It sucks to be in your position. Only you can decide if YOU can carry on knowing you could have helped this woman out.

Sorry if this is straight forward. I am not trying to hurt you. Just how I think. Good luck. Keep us posted.


----------



## sarahmc (Sep 9, 2012)

> If you are only one of 2, how is it you came to learn this?
> Did he personally tell you?
> Has he tried to sleep with you?
> Have you slept with him?
> ...


I'm at least one of four people who knows. As far as the OW's are concerned, it's what he and another friend have told me. I can't believe everything I hear that's why I say "atleast" 3 other women. I haven't met all of the OW'S. Just one. I've even witnessed him in action...and with a person I don't even consider an "OW" even though if I was the fiance, what they did was enough for me to call off the wedding.

We're close friends..but he's never brought his fiance around to our little circle at work. In the 10+ years, no one's ever met her. 

His brother knows everything (probably more than me). I've met him many times. I say it's not my place to say because why would she believe me and shouldn't he say something instead?

There are 4 people who know about all this, I'm one of them. 

I agree someone should say something,...but i just can't, our office will blow up.


----------



## Numb in Ohio (Oct 31, 2011)

If you're not wanting or "can't" tell his fiance,, then why are you here looking for advice? 

If you will be able to go to the wedding and watch him marry someone he doesn't truly love,, how can you have that on your conscience? 

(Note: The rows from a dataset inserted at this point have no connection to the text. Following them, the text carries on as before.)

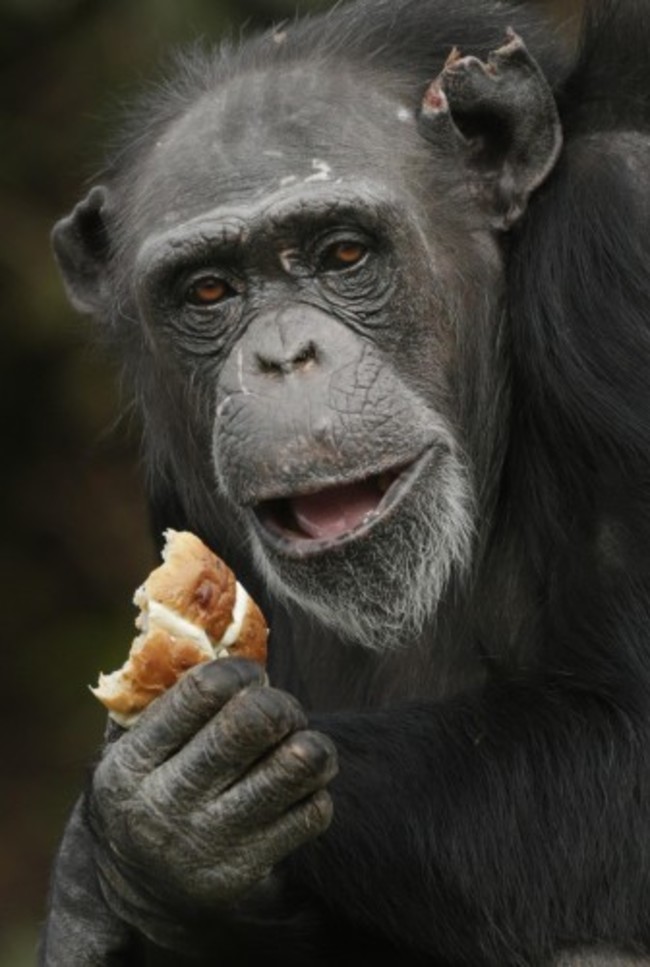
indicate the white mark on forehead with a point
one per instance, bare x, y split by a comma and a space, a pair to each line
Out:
322, 171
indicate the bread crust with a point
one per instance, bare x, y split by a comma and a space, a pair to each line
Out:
192, 610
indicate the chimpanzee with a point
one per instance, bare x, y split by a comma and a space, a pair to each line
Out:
380, 284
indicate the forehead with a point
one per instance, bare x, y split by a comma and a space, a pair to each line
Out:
271, 131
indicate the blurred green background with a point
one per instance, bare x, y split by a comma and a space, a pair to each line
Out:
74, 541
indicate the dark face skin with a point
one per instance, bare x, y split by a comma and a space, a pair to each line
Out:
309, 300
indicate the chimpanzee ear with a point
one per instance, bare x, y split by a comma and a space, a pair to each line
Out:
499, 119
81, 246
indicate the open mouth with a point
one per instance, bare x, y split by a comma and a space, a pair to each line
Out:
310, 522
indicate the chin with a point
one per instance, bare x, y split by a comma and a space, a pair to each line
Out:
380, 582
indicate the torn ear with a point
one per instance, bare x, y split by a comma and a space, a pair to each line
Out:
82, 246
500, 120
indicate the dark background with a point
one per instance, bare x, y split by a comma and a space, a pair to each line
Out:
74, 540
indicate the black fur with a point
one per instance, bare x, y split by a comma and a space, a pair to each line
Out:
494, 818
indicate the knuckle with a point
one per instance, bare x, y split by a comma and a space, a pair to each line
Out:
313, 752
214, 682
318, 812
267, 711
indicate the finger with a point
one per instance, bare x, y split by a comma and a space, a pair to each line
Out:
176, 716
247, 727
300, 766
307, 819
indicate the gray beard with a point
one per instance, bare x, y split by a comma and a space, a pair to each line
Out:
381, 591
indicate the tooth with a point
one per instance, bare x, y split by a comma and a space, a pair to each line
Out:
384, 480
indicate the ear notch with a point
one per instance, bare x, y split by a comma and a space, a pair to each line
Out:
500, 120
82, 247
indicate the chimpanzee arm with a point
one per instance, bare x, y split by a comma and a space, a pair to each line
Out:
482, 829
493, 829
81, 930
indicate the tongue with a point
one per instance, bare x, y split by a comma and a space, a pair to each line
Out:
335, 511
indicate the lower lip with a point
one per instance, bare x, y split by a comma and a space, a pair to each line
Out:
299, 546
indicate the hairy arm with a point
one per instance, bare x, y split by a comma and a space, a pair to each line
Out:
484, 830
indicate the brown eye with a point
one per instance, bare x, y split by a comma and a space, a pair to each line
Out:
343, 255
208, 291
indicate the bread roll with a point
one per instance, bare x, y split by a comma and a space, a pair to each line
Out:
192, 609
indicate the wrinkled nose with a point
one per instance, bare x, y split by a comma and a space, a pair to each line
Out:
287, 356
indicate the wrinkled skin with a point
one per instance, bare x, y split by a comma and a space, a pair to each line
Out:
313, 309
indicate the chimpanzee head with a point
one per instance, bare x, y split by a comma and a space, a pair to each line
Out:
302, 267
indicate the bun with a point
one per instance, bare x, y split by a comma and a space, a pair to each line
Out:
192, 609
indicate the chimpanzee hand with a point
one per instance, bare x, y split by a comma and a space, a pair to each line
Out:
216, 783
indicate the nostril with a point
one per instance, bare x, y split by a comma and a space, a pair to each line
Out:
303, 358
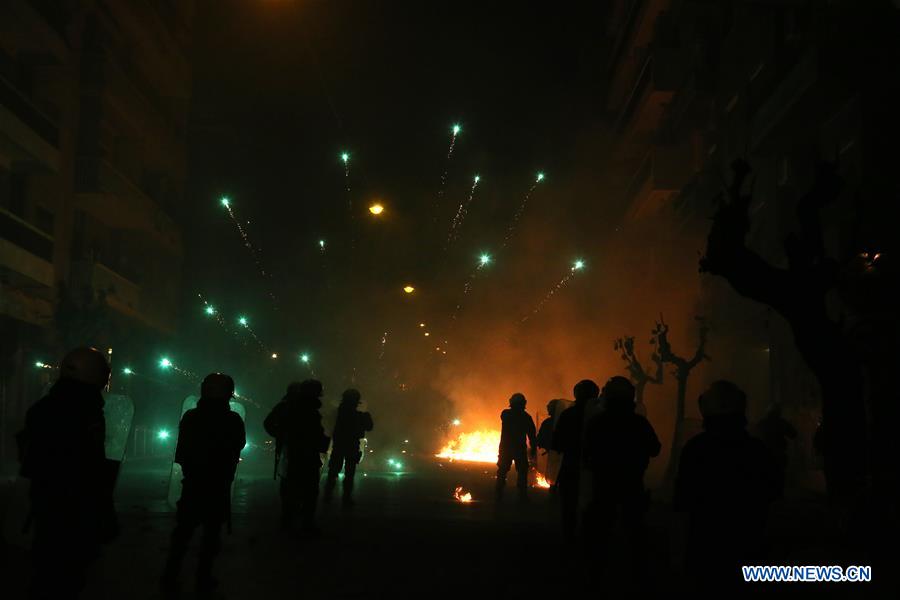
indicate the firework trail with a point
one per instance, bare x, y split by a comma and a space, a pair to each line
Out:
345, 158
483, 261
455, 131
460, 215
383, 344
517, 216
577, 266
254, 252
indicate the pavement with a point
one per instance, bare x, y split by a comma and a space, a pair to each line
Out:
407, 537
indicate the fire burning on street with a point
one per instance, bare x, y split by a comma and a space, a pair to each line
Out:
462, 495
477, 446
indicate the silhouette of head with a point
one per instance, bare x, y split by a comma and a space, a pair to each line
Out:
85, 365
351, 397
723, 401
618, 390
586, 390
217, 386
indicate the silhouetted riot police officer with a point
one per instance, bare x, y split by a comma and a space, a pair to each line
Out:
62, 453
210, 439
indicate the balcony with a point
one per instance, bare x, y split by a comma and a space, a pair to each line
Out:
660, 77
26, 133
120, 293
663, 172
115, 200
25, 250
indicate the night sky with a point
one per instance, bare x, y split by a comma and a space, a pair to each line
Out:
281, 88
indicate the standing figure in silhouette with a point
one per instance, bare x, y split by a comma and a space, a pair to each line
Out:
349, 428
545, 441
517, 433
568, 439
726, 482
296, 425
210, 439
62, 453
618, 447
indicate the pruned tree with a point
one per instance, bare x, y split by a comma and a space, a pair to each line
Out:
798, 293
636, 372
682, 371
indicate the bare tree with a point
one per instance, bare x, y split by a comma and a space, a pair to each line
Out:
798, 293
682, 371
636, 371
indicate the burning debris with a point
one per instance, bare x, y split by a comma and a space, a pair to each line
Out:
462, 495
477, 446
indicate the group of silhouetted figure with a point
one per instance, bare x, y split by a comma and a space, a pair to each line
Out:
725, 482
62, 453
726, 479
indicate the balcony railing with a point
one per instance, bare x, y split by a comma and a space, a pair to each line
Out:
25, 236
28, 113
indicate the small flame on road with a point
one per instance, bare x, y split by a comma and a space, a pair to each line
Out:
541, 482
462, 495
476, 446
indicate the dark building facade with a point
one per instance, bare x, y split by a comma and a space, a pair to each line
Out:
93, 109
693, 85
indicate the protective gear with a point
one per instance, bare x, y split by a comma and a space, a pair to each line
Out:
350, 427
723, 398
217, 386
517, 400
586, 390
87, 365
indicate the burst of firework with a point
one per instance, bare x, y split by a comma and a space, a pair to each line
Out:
245, 324
484, 260
461, 213
383, 345
454, 132
517, 216
345, 158
578, 265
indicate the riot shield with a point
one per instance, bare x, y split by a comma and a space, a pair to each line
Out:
175, 473
118, 412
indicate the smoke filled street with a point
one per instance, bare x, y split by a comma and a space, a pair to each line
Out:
449, 299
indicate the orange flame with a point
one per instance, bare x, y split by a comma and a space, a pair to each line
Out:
462, 495
477, 446
541, 482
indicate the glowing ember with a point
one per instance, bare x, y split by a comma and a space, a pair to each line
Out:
462, 495
477, 446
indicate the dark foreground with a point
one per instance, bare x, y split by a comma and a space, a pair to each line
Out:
409, 538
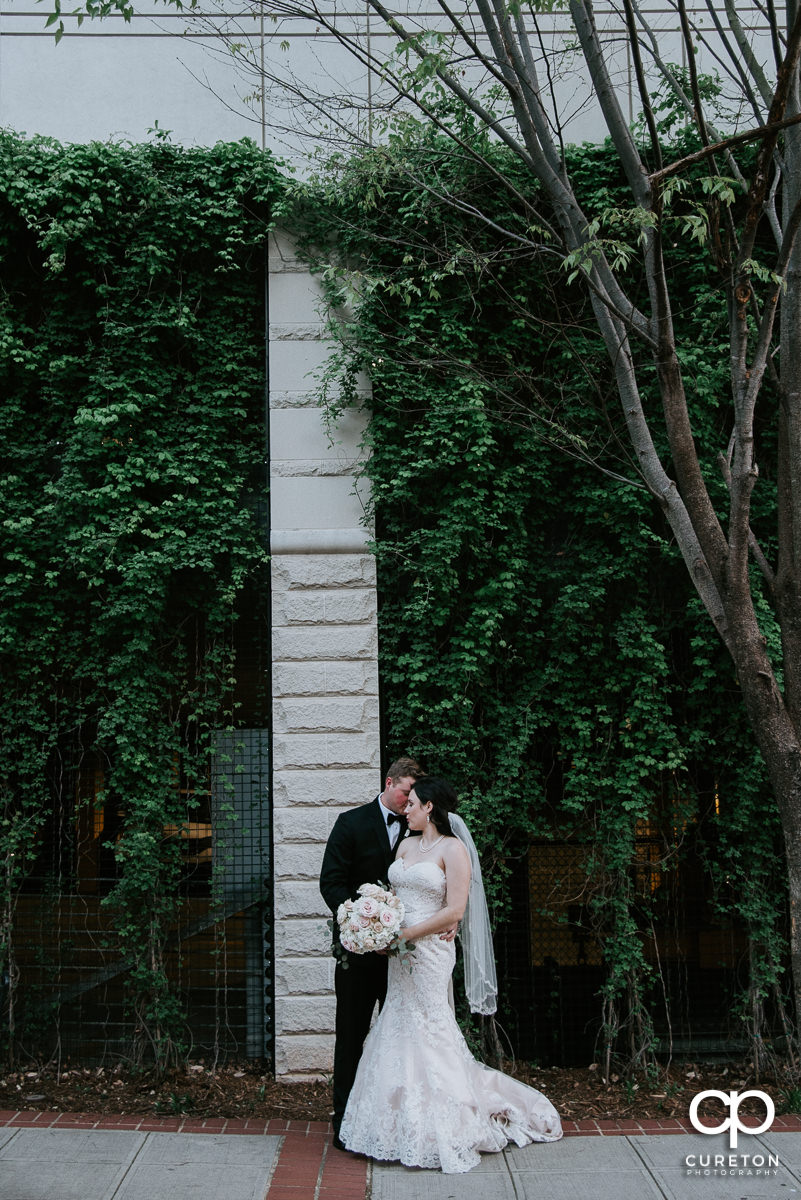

YOU know right from wrong ( I hope).... do the right thing.


----------



## sarahmc (Sep 9, 2012)

Numb in Ohio said:


> If you're not wanting or "can't" tell his fiance,, then why are you here looking for advice?
> 
> If you will be able to go to the wedding and watch him marry someone he doesn't truly love,, how can you have that on your conscience?
> 
> YOU know right from wrong ( I hope).... do the right thing.


Yeah I know. Tough spot. I TRIED to talk him out of hurting more people and stop living his lie and call off the wedding. He knows what he's doing and how he is digging a hole so deep. I even asked him if he loves her and he said NO. This isn't a scenario you come across hardly ever...it's not typical, even for cheating. I wanted some insight.


----------



## Writer (Aug 3, 2012)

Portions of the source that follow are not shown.